Confession

2.3K 191 4
                                    

Ini hari pertamanya bekerja. Han Morea terkantuk-kantuk di belakang meja kasir. Entah sudah berapa kali mulutnya menguap lebar. Sejak satu jam yang lalu hingga kini belum ada satu orangpun pelanggan lagi yang datang. "Hampir pukul tiga," kata Morea sembari menguap lagi.

Dari layar monitor kamera CCTV di atas mejanya, Morea melihat seseorang datang. Gadis itu berusaha membelalakkan matanya dan mengusap wajahnya keras-keras untuk mengusir rasa kantuk.

Bunyi lonceng yang terpasang di atas pintu berbunyi nyaring saat pria itu melangkah masuk. "Selamat malam. Ah ... selamat pagi," sapanya. Meskipun wajahnya terlihat lelah, tetapi lelaki itu tidak terlihat mengantuk sedikitpun. Penampilannya juga tetap rapi dengan setelan jas. Dia langsung berjalan ke area makanan berada. Sepertinya dia pelanggan tetap karena sanagat yakin dengan letak barang-barang.

"Selamat datang," sapa Morea.

"Kau punya air panas? Aku benar-benar hampir mati kelaparan." Pria itu berdiri di depan meja kasir dengan dua cup mie instan rasa daging sapi pedas.

Morea segera menerima pesanan pelanggannya dan melesat ke ruang belakang. Satu menit kemudian dia kembali dengan yang ramyeon kuah yang mengepulkan asap.

"Terima kasih. Umm ... kau pegawai baru?"

"Benar."

"Nyonya Hong selalu kesulitan dengan pegawainya. Ngomong-ngomong apakah kita pernah bertemu?"

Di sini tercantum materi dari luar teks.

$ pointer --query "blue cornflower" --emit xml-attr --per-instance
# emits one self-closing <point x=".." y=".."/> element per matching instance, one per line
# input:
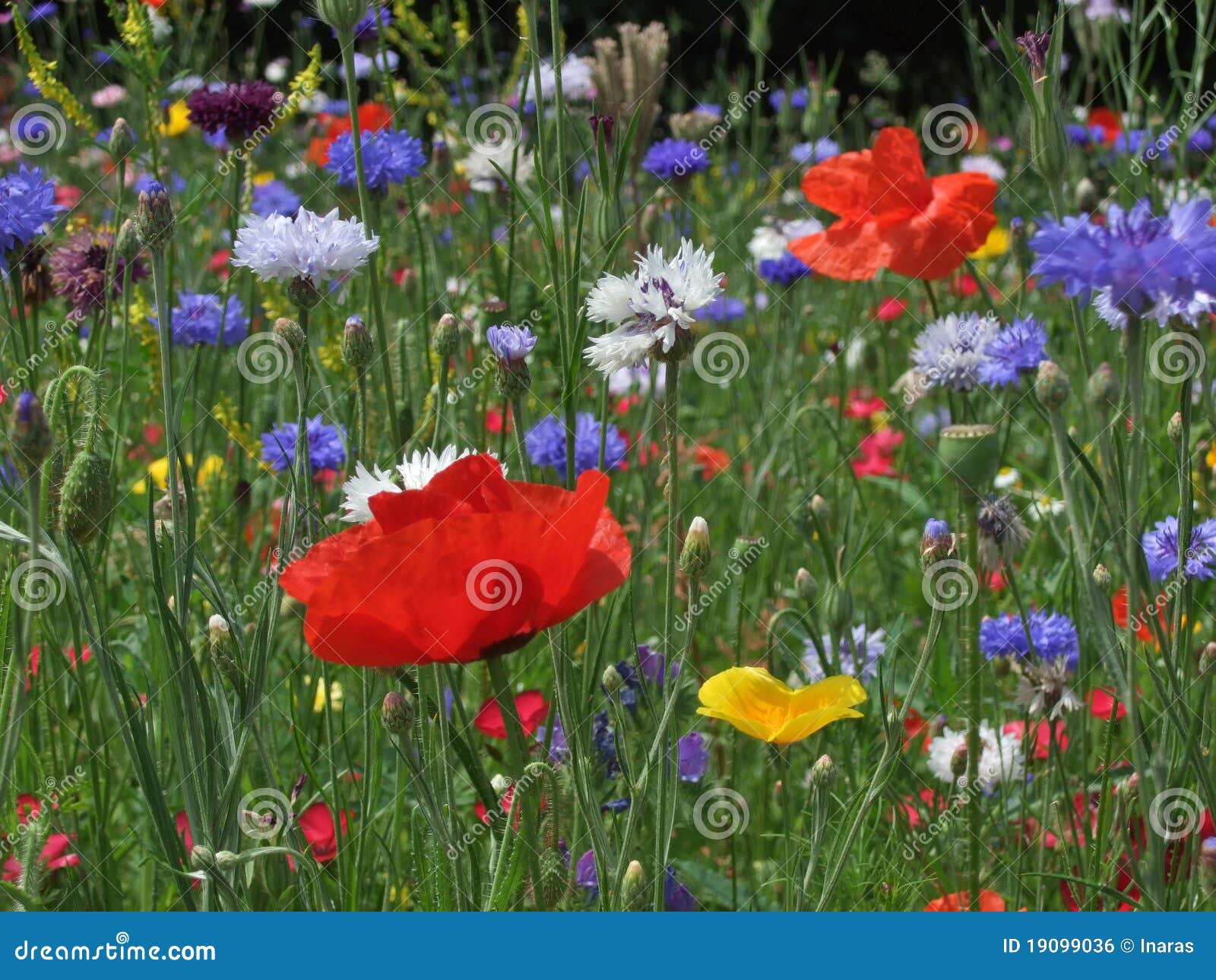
<point x="275" y="198"/>
<point x="27" y="206"/>
<point x="511" y="344"/>
<point x="546" y="444"/>
<point x="1135" y="263"/>
<point x="1015" y="350"/>
<point x="670" y="160"/>
<point x="723" y="309"/>
<point x="389" y="157"/>
<point x="1052" y="634"/>
<point x="1161" y="550"/>
<point x="784" y="271"/>
<point x="952" y="352"/>
<point x="200" y="319"/>
<point x="692" y="757"/>
<point x="857" y="656"/>
<point x="325" y="447"/>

"Kurasa tidak, Tuan." Morea menahan kesal dalam hati. Dia tau modus seorang laki-laki dengan pura-pura bertanya tentang pertemuan fiktif di masa lalu.

Grrowww

Morea hampir saja tertawa, saat perut pria di hadapannya berbunyi keras.

"Maaf."

Lelaki itu segera mengangkat nampannya, kemudian duduk di salah satu kursi di bagian depan toko. Tempat terbaik untuk menikmati hangatnya makanan sambil menikmati pemandangan dari balik dinding kaca. Morea memperhatikan lelaki itu makan dengan lahap. Tak butuh waktu lama, pelanggan kelaparan itu menandaskan dua cup mie. Dia bangkit, kemudian membayar dengan uang pas. Sebelum keluar dia tersenyum kepada Morea.

Hal yang tidak disangka-sangka menimpa si pelanggan. Morea mengetahuinya karena dia sengaja memantau kepergian pria itu dari layar komputernya. Dua orang pria mabuk mengapitnya. Mereka berusaha merebut tas miliknya dan mengancamnya dengan pisau.

Tanpa berpikir panjang, Morea meninggalkan tugasnya dan berlari keluar toko. Di tangannya, dia membawa serta pemukul bisbol.

"Tinggalkan dia sendiri," kata Morea dengan nada suara datar.

Kedua pria berbau alkohol dengan penampilan dekil dan kusam mendelik pada Morea. "Kau kekasihnya?" racau seorang dari mereka sambil mengayun-ayunkan pisau lipat.

"Aku hanya pegawai toko yang membela pelanggannya dari kejahatan."

Rupanya, ucapan Morea membuat pria yang hampir saja jadi korban rampok itu tertawa. Serempak, mereka semua menoleh penasaran.

Merasa terhina, pria mabuk itu langsung menyerang dengan kekuatan penuh, namun Morea lebih gesit. Gadis itu mengayunkan tongkatnya ke arah lengan si penjahat. Jeritan sakit kemudian sambung menyambung karena Morea menghajar mereka tanpa ampun, sementara si pelanggan hanya menonton dengan sabar hingga pertunjukan berakhir.

"Kau bisa membuat home run dengan pukulan terakhir tadi. Terimakasih."

"Tidak perlu, orang-orang tidak berguna seperti ini pantas mendapatkannya."

"Maukah kau menyimpannya." Si pria memberikan selembar kartu nama.

Alis Morea tertaut. Dia ragu sejenak, tetapi kemudian menerimanya.